八村:休養が必要だったんです。これまで説明してきた通り、子供の頃からクレイジーな日々が続いてきました。だから休みが必要でした。それだけです。
「またバスケができることをすごく感謝しています」
※以下、日本語での質疑応答。
――シーズンデビューを勝利で飾った。
八村:よかったですね。こうやって僕もコートに戻ることができて、チームも今、けっこうキツい状態なんですけど、こういうふうにアウェイで勝利を掴めて良かったです。
――チームメイトと一緒にコートに立てて嬉しかったのでは?
八村:ずっとチームとも練習してましたし、プレイヤーともいろいろ話しながら、僕も早くコートに戻りたいなと思っていたので、今日こうやってコートに戻れてみんなとやれてよかったです。
――久しぶりの実戦がぶっつけ本番になったが。
八村:ずっとチームとも練習していたので、そんなに別に何かって感じじゃなかったです。昨日も3対3(の練習)をして、気持ち的にも準備できていたので、今日プレイすることに決めました。
――豪快なダンクを決めたり、ファウルを誘ったり、キックアウトしたり、ペイント内で力を発揮した。
八村:チームとしても今、ファイブメン(=センター陣)がいないので、そういう中で僕もそういうところで活躍できたんじゃないかなと思いました。
――チームメイトとも噛み合っていたように見えたが、アンセルドHCのシステムにも慣れてきた?
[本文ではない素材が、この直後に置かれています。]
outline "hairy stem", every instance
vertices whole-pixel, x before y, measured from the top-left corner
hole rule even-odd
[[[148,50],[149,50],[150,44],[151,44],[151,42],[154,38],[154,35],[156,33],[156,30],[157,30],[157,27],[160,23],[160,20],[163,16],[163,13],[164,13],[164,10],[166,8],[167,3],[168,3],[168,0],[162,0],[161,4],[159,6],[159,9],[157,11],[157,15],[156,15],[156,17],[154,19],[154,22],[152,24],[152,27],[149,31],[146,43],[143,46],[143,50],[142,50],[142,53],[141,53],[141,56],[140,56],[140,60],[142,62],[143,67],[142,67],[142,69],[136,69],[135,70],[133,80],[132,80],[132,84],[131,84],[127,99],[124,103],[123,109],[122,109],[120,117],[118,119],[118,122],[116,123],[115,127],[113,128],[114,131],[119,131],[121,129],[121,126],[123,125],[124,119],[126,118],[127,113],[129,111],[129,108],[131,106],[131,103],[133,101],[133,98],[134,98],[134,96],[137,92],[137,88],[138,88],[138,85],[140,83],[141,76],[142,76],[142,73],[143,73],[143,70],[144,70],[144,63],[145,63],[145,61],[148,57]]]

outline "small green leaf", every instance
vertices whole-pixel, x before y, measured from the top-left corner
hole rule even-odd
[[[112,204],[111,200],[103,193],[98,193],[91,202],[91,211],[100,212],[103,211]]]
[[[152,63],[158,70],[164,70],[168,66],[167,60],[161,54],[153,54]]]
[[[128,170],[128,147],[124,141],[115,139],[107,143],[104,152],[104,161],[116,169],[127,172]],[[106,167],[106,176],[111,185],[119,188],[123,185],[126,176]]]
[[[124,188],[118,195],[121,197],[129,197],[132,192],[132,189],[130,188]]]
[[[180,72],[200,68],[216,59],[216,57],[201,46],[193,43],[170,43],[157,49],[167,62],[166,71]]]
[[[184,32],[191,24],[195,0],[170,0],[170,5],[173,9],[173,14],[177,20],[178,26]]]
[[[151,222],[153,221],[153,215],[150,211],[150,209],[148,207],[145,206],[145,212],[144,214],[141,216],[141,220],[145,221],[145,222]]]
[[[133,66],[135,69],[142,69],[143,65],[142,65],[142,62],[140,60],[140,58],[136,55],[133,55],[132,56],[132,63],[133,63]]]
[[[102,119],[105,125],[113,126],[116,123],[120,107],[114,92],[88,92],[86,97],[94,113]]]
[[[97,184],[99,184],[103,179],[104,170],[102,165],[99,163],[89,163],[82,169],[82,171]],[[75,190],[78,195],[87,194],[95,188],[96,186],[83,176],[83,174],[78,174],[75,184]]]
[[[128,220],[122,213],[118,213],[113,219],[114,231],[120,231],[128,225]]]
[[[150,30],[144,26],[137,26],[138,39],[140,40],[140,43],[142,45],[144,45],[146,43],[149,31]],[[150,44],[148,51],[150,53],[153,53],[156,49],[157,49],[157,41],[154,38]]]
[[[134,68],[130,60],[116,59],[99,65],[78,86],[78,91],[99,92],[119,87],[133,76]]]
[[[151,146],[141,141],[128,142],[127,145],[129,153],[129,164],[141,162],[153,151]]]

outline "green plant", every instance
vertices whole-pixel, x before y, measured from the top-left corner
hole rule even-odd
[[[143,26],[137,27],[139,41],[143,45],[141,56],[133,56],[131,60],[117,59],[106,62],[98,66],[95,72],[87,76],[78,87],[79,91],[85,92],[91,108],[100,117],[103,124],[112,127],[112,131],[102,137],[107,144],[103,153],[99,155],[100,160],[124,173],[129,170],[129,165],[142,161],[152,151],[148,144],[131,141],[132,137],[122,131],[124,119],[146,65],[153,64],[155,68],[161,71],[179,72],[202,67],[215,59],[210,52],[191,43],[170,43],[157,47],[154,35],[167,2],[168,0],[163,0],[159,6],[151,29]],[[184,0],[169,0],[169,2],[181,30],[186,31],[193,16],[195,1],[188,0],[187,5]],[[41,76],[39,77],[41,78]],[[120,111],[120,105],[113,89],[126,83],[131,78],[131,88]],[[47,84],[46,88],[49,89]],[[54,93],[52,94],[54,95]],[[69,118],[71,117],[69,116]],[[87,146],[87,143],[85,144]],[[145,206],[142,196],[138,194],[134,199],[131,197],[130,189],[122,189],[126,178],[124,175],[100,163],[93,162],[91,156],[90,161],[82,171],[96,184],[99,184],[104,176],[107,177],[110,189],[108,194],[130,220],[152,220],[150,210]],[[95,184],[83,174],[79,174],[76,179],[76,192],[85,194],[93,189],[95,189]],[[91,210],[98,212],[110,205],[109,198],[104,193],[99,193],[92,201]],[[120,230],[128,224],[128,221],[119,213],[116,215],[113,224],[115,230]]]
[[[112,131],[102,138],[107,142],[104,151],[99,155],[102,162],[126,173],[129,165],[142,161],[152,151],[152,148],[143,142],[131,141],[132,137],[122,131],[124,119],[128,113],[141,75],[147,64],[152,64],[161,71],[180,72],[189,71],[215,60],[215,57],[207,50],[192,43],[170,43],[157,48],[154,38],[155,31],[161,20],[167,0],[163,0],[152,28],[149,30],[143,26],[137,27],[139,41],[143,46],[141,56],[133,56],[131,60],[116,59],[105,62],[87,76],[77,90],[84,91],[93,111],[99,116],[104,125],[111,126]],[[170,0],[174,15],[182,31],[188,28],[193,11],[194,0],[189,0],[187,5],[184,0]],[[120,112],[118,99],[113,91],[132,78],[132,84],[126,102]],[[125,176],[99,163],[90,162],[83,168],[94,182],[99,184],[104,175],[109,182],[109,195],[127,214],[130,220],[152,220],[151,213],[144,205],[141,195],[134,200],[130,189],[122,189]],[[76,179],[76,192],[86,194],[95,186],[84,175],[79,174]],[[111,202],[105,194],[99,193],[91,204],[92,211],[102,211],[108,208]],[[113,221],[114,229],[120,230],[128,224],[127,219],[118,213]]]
八村:チームともずっと練習してきたので。あと僕もずっと試合を見てきたので。自分も(一緒に)やっているふうにイメージしながらずっとやってきたので、その通りにできたんじゃないかなと思いました。
――NBA3年目はどんなシーズンにしたいか。
八村:遅れてスタートしたんですけど、こうやってまたバスケができることをすごく感謝しています。まずはリズムを戻せるように、しっかりとチームにも慣れながら、そこから決めていきたいなと思います。
「バスケが本当に好きだなってことを再確認」
――こうして間が空いたことで再確認できたことは?
八村:試合もずっと見ていましたし、チームにも早く戻りたかったです。時間をかけながらやってきたんですけど、こうやってバスケを続けられて嬉しいですし、またコートに戻ることができて嬉しかったです。僕もバスケが本当に好きだなってことを再確認というか、改めて思いました。
――今朝状態が良くて出場を決めたということだが、そう感じたのはこれが初めて?
八村:ずっとコロナだったり、風邪を引いたりしていたので。その中でけっこう体調崩したりしていたところもあったので、そこで試合に持っていけるまでの体調にできなかった。今回こうやってコロナ明けに体調も良くなったので、そこで、ですかね。
――コロナでなければ昨年12月28日のマイアミ・ヒート戦で復帰の可能性もあった?
八村:そこまでいつ復帰とかは決めていませんでした。
「バスケの試合をこんなにしなかったのは今までないと思う」
――これだけブランクが空いたのは初めての経験だと思うが、コートに立った瞬間にまずどう感じた?
八村:気持ちよかったですね。バスケの試合をこんなにしなかったのは今までないと思うので。自分でもバスケが恋しかったので、こうやって戻れて本当に嬉しいです。
――第2クォーターから積極的になったが、エンジンがかかったきっかけは?
八村:普通に自分でも試合に戻ってきて、チームとも初めてプレイするので、感覚を戻そうとしました。その中で(良い)タイミングが(第)2クォーターでつかめたんじゃないかなと思いました。
――今日はインサイドで積極的で、HCも褒めていた。今後、ミドルレンジ、ロングレンジではどうプレイしていく?
八村:ミドルレンジ(のショット)とかスリー(ポイントショット)とかは感覚だと思うので、試合をやっていくごとにリズムが合ってくると思います。(ジャンパーは)入ってくると思うので、少しずつ合わせていきたいなと思います。
――今季から加入したカイル・クーズマが活躍したが、刺激になっているか。
八村:彼とはポジションが似ているので、練習中とかでもどういうふうにやっていく、みたいなことを話してきました。彼も僕のことをいろいろサポートしてくれていたので、こうやって一緒にプレイできて本当に嬉しいです。